Having to wait since the hearing in May for a decision meant four months of stress wondering whether they would lose their businesses.

''It's been totally unfair on our staff.''

She pointed out that many of the underage customers involved in police stings looked ''quite old''.

In the most recent case, the man behind the counter was ''adamant'' he looked older than 25 and after looking at video footage she could see how he could have thought it.

''The guy looked way older than his years.''

She disputed the suggestion from police they did not run their outlets responsibly, saying they had run liquor outlets since 2001, employed experienced staff and made sure they were fully trained.

She also felt the threat from the authority that they could lose licences following one more indiscretion was unfair.

No matter how well staff were trained, there was always the possibility of human error.

Sergeant Ian Paulin said in the decision there had been no changes in the way the pair operated their outlets, despite the repeated indiscretions.

The failures were connected by a common theme of a licensee who employed young, inexperienced people who worked by themselves.
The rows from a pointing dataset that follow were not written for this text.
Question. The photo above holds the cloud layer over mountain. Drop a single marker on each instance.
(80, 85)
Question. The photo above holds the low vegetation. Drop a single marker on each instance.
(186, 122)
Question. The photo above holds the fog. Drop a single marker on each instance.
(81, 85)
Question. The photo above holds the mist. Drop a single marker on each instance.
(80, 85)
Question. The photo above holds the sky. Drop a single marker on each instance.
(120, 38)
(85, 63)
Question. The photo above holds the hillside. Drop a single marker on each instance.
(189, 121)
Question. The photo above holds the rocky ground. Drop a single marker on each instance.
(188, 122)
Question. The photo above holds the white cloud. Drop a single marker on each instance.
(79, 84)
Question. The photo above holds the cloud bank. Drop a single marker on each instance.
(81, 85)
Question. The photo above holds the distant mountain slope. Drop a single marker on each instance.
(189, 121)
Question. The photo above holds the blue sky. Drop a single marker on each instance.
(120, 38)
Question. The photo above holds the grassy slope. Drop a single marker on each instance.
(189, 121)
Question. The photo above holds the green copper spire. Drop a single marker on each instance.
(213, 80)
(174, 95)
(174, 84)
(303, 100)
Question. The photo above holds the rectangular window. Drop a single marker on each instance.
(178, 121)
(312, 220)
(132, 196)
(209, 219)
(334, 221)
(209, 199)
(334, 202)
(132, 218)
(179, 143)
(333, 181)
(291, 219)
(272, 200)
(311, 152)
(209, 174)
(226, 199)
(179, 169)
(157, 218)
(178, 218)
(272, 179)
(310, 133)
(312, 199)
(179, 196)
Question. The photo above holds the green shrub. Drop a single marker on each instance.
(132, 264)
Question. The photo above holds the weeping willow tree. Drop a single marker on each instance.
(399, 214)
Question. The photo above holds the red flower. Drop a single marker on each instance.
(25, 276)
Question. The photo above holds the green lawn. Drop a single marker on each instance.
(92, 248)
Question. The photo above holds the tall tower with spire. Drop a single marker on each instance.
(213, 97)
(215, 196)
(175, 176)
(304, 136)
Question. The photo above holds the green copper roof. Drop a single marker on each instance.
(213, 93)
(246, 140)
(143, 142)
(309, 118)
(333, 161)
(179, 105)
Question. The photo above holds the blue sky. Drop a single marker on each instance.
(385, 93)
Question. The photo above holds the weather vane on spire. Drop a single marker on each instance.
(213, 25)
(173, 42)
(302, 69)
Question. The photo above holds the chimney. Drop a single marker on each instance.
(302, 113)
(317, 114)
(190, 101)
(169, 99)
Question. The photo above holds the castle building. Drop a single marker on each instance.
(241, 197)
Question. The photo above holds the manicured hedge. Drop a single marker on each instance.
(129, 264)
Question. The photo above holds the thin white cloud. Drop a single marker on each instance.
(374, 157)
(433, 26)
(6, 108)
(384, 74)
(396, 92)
In the latest failure, on October 16 last year, a 17-year-old youth bought a four-pack of RTDs, worth $12.

The man behind the counter did not ask the boy's age.

Mrs McCarthy said in the decision they had recently made changes to the way they operated, which included all staff having to ask for identification from anyone who looked under 30, rather than the previous under-25 policy.

They had a zero-tolerance policy in regard to managers committing any breaches of the Act and most cases resulted in dismissal.

In coming to its decision the authority said it was disappointed the couple had not learnt from past mistakes.

''To say that we are extremely disappointed that this licensee has taken so long to come to the realisation of the position it is in, would be an understatement.''

However, the authority recognised it was now making a ''more concerted'' effort and hence felt cancellation of the licences would be a ''disproportionate sanction at this stage''.

The Malcolm St store's licence will be suspended from September 26 until October 17.